Anja Hazekamp, on behalf of The Left Group, said that the law would undermine the very basis of the food system, and was the direct result of aggressive lobbying by the big agribiotech companies. “Vote with your hearts, vote with common sense, vote against this law,” she said.

Failure to limit the scope of patents will result in their spread throughout agriculture, including on beneficial traits such as disease resistance. Traditional breeders will be prevented from developing these crops: a blow to innovation and a massive win for the biotech industry.

Banners in front of the European Parliament in Strasbourg highlight dangers of patents on seeds. June 16th 2026

Two days previously, during a related vote at the Environment, Public Health and Food Safety (ENVI) Committee, the room was packed with lobbyists, who are reported to have “marched out of the room afterwards…to pop the champagne”. A spokesperson for agribusiness giant Bayer told Politico: “It’s a really, really big deal for us”.

Civil society fights back

In the weeks leading up to the Parliament vote, more than 80 civil society organisations from across Europe called on the European Parliament to “reject this dangerous deal”. And it was not just environmental groups and organic farmers that opposed the new law—hundreds of mainstream retailers have called for labelling, and the largest agricultural association in Germany (DBV) has opposed the patenting of seeds. Research published by No Patents on Seeds in April 2026 found that around 80 percent of EU citizens rejected the idea of granting patents on living organisms.

Over 214,000 people emailed MEPs, and supportive MEPs reported back to campaigners that their inboxes were flooded. The Blacked-out Ingredients campaign encouraged consumers to fight for their right to know whether altered DNA is in their food: “If you stay silent now, it stays dark later.” An EKO petition calling on EU leaders to not abandon labelling, safety checks and tracebility had nearly reached 625,000 signatures by the time of the vote.

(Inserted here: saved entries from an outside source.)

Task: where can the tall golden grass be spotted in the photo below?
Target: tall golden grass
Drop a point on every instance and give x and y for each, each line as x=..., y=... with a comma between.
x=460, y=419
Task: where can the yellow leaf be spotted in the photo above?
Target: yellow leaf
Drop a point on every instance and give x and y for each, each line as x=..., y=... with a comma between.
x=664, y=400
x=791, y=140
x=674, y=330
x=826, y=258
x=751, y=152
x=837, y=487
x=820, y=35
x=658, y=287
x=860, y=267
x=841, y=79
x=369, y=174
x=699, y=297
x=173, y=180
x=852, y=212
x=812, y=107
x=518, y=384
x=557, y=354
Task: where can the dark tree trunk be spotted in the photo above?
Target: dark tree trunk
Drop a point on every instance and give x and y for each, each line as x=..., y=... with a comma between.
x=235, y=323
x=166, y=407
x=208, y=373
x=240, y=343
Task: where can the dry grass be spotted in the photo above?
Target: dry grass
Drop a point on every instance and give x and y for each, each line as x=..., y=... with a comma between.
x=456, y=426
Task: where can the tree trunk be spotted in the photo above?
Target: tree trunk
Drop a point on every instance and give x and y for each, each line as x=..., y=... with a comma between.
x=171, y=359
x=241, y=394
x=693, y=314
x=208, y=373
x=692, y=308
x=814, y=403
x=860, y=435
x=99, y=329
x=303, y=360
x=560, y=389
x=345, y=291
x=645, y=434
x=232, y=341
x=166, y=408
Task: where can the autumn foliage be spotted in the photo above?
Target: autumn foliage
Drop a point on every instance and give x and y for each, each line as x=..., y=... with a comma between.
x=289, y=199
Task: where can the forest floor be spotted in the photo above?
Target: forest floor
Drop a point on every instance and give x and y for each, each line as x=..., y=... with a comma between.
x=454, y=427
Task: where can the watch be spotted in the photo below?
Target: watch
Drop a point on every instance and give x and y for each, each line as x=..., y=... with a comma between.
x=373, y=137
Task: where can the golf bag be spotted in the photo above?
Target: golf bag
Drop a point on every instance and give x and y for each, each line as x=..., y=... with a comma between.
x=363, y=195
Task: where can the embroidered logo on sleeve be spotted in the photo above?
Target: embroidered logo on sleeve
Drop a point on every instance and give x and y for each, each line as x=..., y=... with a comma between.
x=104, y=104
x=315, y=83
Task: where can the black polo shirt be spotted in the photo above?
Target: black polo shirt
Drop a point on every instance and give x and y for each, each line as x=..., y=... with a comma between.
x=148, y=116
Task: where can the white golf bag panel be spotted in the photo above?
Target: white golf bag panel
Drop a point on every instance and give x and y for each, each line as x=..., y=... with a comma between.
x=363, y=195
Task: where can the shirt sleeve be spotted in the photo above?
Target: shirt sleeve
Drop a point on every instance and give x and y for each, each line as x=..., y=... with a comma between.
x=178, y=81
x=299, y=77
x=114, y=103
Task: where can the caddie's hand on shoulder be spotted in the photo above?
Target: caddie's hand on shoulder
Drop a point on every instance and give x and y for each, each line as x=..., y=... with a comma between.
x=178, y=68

Supporters of the Blacked-out Ingredients campaign

Big win for big business

But European lobbying organisations were also united. A letter sent to MEPs and supported by a number of different industry associations, including the European Landowners’ Association, EuroSeeds and CropLife Europe, called on parliamentarians to reject any proposed amendments.

Comparing the 80+ civil society organisations opposing the law with the lobbyists who supported it, it seems a clear case of the people versus big corporations. In the end, the Parliament ignored the people. Approximately two thirds backed the new law as a whole, but votes on the individual amendments passed by a narrower margin: for a key vote on patents the difference was only around 10%. Corporate Europe Observatory described the vote as “a betrayal of farmers, consumers and science itself”.

But the fight continues

A key battle has been lost, but the fight for a just and sustainable food system in Europe will continue. According to the European Coordination Via Campesina:

…the struggle of peasant farmers and agri-food, beekeeping, environmental and consumer protection organisations does not end here. This new regulation is legally and scientifically shaky. Its incompatibility with certain provisions of the European Treaties and with the European Union’s international obligations on the regulation of GMOs (Cartagena Protocol) are weaknesses that will make it possible to challenge this unacceptable deregulation. ECVC calls on the EU Member States which have opposed this deregulation to launch proceedings to annul the regulation before the Court of Justice of the European Union. The peasant movement will remain mobilised to prevent the implementation of this dangerous regulation and will pursue all available legal options.”